Create a Section Group

Section searching is enabled by defining section groups. You use one of the system-defined section groups to create an instance of a section group. Choose a section group appropriate for your document collection.

You use section groups to specify the type of document set you have and implicitly indicate the tag structure. For instance, to index HTML tagged documents, you use the HTML_SECTION_GROUP. Likewise, to index XML tagged documents, you can use the XML_SECTION_GROUP.

Table 8-1 lists the different types of section groups you can use:


Table 8-1 Types of Section Groups

Section Group Preference Description

NULL_SECTION_GROUP

This is the default. Use this group type when you define no sections or when you define only SENTENCE or PARAGRAPH sections.

BASIC_SECTION_GROUP

Use this group type for defining sections where the start and end tags are of the form <A> and </A>.

Note: This group type dopes not support input such as unbalanced parentheses, comments tags, and attributes. Use HTML_SECTION_GROUP for this type of input.

HTML_SECTION_GROUP

Use this group type for indexing HTML documents and for defining sections in HTML documents.

XML_SECTION_GROUP

Use this group type for indexing XML documents and for defining sections in XML documents.

AUTO_SECTION_GROUP

Use this group type to automatically create a zone section for each start-tag/end-tag pair in an XML document. The section names derived from XML tags are case-sensitive as in XML.

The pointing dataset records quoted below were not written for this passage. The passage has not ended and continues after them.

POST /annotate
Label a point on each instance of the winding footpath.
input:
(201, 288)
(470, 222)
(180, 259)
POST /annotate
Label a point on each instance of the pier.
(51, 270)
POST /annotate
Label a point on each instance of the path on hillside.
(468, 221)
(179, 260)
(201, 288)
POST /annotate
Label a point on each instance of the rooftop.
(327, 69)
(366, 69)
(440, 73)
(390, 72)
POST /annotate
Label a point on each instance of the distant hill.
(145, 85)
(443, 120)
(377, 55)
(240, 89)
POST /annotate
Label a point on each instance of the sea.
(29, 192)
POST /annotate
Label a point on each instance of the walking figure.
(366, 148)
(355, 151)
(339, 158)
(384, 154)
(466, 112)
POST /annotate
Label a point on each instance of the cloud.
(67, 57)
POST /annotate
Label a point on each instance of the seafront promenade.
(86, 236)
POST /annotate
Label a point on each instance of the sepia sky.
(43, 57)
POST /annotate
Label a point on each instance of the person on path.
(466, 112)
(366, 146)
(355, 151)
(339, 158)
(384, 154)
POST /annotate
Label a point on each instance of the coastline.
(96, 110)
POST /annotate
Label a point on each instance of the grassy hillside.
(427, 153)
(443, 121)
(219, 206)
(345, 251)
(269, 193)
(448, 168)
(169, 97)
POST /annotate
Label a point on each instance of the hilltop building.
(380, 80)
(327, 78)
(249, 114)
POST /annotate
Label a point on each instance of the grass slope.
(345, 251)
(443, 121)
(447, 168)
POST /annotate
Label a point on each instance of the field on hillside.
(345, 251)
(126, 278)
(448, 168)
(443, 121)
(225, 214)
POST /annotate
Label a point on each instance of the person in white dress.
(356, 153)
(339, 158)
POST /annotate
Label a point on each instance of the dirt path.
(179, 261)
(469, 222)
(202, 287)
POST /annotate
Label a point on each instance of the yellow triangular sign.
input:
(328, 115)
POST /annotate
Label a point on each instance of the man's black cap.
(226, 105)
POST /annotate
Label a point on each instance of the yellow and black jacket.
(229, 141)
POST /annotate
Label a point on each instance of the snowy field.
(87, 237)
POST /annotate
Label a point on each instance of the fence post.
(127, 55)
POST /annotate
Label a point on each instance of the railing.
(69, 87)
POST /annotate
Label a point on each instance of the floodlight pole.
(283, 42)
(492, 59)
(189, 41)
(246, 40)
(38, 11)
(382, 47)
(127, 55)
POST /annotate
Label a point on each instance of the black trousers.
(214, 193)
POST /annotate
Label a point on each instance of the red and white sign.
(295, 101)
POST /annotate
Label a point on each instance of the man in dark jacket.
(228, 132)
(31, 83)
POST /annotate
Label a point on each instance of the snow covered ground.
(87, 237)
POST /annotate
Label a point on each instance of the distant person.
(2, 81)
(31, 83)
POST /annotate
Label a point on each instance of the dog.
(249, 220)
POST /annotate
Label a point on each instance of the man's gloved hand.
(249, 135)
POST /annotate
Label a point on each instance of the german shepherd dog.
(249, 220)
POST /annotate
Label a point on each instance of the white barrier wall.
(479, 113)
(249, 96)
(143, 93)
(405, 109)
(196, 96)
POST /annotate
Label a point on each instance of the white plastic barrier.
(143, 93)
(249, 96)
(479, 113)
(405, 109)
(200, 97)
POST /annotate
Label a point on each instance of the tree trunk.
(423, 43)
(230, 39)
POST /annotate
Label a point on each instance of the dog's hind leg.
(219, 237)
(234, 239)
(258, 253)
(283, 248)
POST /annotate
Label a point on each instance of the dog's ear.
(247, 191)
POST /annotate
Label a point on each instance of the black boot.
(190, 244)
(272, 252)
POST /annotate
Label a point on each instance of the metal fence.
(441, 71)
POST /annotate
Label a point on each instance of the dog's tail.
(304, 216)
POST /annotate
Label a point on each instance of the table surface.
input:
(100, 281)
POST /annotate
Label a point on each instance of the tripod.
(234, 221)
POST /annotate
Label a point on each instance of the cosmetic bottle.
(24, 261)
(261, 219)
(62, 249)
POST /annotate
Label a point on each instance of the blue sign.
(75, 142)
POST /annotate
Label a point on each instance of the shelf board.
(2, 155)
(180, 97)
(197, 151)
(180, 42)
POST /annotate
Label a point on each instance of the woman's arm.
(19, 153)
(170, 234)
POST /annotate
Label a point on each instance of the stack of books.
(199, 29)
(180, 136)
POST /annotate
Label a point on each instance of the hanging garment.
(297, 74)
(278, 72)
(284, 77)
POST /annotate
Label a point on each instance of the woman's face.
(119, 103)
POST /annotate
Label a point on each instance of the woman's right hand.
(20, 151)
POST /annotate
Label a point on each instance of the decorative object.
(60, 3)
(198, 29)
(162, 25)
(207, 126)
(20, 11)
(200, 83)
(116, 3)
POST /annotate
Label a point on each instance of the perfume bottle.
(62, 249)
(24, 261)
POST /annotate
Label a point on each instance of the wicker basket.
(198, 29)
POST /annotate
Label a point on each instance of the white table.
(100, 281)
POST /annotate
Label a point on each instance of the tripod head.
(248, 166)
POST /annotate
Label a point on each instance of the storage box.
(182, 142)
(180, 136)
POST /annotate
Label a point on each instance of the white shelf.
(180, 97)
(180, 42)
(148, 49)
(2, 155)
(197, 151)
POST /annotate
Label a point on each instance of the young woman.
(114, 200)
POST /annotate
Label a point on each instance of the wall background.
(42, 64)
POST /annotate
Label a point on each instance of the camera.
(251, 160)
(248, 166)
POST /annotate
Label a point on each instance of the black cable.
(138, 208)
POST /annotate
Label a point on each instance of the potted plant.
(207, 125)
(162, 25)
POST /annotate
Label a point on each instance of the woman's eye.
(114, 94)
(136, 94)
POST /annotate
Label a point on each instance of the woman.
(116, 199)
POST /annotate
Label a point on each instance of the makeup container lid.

Attribute sections are created automatically for XML tags that have attributes. Attribute sections are named in the form tag@attribute.

Stop sections, empty tags, processing instructions, and comments are not indexed.

The following limitations apply to automatic section groups:

  • You cannot add zone, field or special sections to an automatic section group.

  • Automatic sectioning does not index XML document types (root elements.) However, you can define stop-sections with document type.

  • The length of the indexed tags including prefix and namespace cannot exceed 64 bytes. Tags longer than this are not indexed.

PATH_SECTION_GROUP

Use this group type to index XML documents. Behaves like the AUTO_SECTION_GROUP.

The difference is that with this section group you can do path searching with the INPATH and HASPATH operators. Queries are also case-sensitive for tag and attribute names.

NEWS_SECTION_GROUP

Use this group for defining sections in newsgroup formatted documents according to RFC 1036.


Note:

Documents sent to the HTML, XML, AUTO and PATH sectioners must begin with \s*<, where \s* represents zero or more whitespace characters. Otherwise, the document is treated as a plaintext document, and no sections are recognized.

You use the CTX_DDL package to create section groups and define sections as part of section groups. For example, to index HTML documents, create a section group with HTML_SECTION_GROUP:

begin
ctx_ddl.create_section_group('htmgroup', 'HTML_SECTION_GROUP');
end;